Der Berg Oybin ist wie geschaffen für eine mächtige Festung

Mit seinen steilen Hängen scheint der Berg Oybin wie geschaffen für den Bau eines Herrensitzes. Die steilen Felswände machen den Berg und die Festung uneinnehmbar. Und so wurde der Berg im 13. Jahrhundert zum ersten mal besiedelt. Als er 1346 in die Hände der Könige von Böhmen fiel, lies Kaiser Karl IV. die Burg erweitern. Es entstand ein repräsentatives Kaiserhaus. Im Jahre 1369 wurde ein Cölestinerkloster gegründet. Hier, in der Abgeschiedenheit des Berges, vertieften sich die Mönche ins Gebet.

Der Prager Erzbischof weihte 1384 die Klosterkirche ein. Sie war vorher, in mühevoller Arbeit, dem Felsen abgerungen wurden. Das Kloster Oybin verfügte über eine sichere Lage wie kaum ein anderes kirchliches Gemäuer. Und so wurde im Kloster der Prager Domschatz in Kisten verpackt vor den Hussiten versteckt. Am 28.September 1420 wollten die Hussiten die Burg mit einem Sturmangriff einnehmen. Jedoch der Versuch war zum Scheitern verurteilt. Der Berg und die Burg hielten stand.
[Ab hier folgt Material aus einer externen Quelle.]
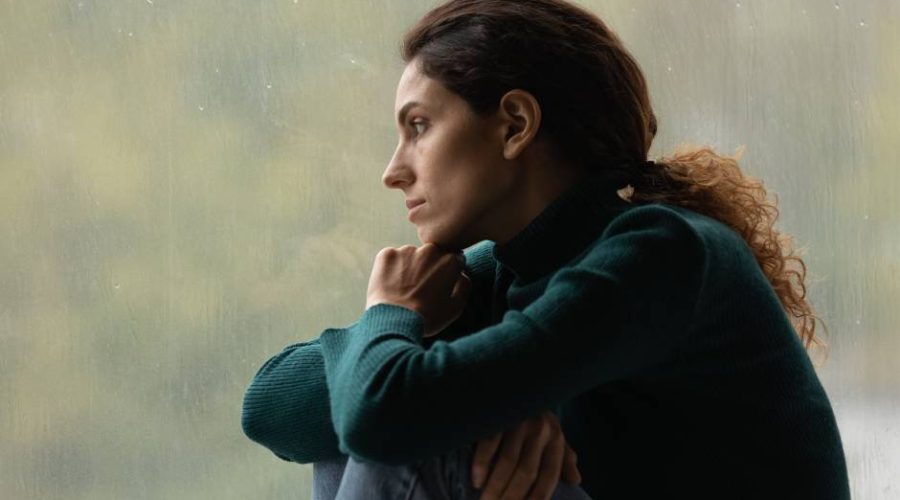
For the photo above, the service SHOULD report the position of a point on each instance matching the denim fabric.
(446, 477)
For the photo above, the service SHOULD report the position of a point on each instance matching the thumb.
(461, 291)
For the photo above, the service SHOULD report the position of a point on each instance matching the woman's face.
(450, 159)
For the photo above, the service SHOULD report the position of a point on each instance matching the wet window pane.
(187, 187)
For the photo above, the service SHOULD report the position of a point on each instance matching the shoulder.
(674, 228)
(480, 262)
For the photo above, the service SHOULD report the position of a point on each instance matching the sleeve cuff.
(392, 318)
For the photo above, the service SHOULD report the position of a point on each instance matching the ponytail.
(697, 178)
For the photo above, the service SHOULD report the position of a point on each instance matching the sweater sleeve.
(618, 311)
(286, 407)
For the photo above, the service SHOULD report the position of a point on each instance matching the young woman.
(570, 297)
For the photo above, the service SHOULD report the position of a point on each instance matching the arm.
(286, 407)
(616, 313)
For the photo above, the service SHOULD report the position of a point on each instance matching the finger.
(526, 472)
(461, 291)
(481, 460)
(548, 476)
(507, 459)
(570, 471)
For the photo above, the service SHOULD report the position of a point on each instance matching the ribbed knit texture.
(649, 330)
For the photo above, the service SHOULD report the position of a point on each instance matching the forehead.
(415, 86)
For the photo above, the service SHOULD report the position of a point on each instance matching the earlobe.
(521, 114)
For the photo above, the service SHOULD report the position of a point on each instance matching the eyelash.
(413, 125)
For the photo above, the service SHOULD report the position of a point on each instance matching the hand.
(533, 456)
(427, 280)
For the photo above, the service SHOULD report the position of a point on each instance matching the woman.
(642, 315)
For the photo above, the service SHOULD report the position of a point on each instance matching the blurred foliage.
(187, 187)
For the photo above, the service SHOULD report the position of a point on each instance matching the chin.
(451, 241)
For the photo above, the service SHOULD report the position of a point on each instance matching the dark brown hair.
(596, 112)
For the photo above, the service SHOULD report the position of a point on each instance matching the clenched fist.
(427, 279)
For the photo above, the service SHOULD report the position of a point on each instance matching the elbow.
(370, 434)
(256, 422)
(263, 426)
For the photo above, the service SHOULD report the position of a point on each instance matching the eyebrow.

Mit dem Reformation fand das Ordensleben sein Ende. Der letzte Prior starb 1555. Daraufhin kaufte die Stadt Zittau den herrschaftlichen Sitz. Ein Blitz vernichtete jedoch 1577 das Kloster, welches in den folgenden Jahren immer mehr verfiel. Sowohl das Kloster als auch die Burg verwandelten sich in mächtige Ruinen, denen ihre einstige Schönheit noch heute anzusehen ist.

 

Der Zugang zum Felsen Oybin und seinen Ruinen

Möchten Sie heute den Weg zu den Ruinen auf sich nehmen, müssen Sie vorbei an der evangelischen Kirche. Diese scheint fast am Felsen zu kleben. Zwei Tore sichern den Aufgang zum Felsen. Haben Sie das letzte Tor passiert, stehen Sie auf dem von Ruinen umgebenen Burghof. Das Oybinmuseum befindet sich in den noch bestehenden Resten eines Wohnturms. Gefolgt wird es vom Kaiserhaus, welches sich nah über dem Abhang erhebt und mit seinen mauern die Klüfte des Felsen überspannt. Über eine Treppe erreichen Sie die Ruinen der Klosterkirche. Aus dem anstehenden Felsen wurde der untere Bereich des Klosters gemeißelt. Noch heute können Sie dort die Spuren bewundern, die die kühnen Handwerker mit ihren Meißeln hinterlassen haben. Das sehr steile Kirchenschiff wird von gotischen Fenstern beleuchtet. Gewölbe und Dach sind verloren. Der Bergfriedhof, auf dem einst die Mönche zur letzten Ruhe getragen wurden, war mehr als einmal Motiv für Maler der Romantik. Bäume, Ruinen und Felsen zeichnen eine schaurige Kulisse, dessen Zauber auch Sie sich nicht entziehen können.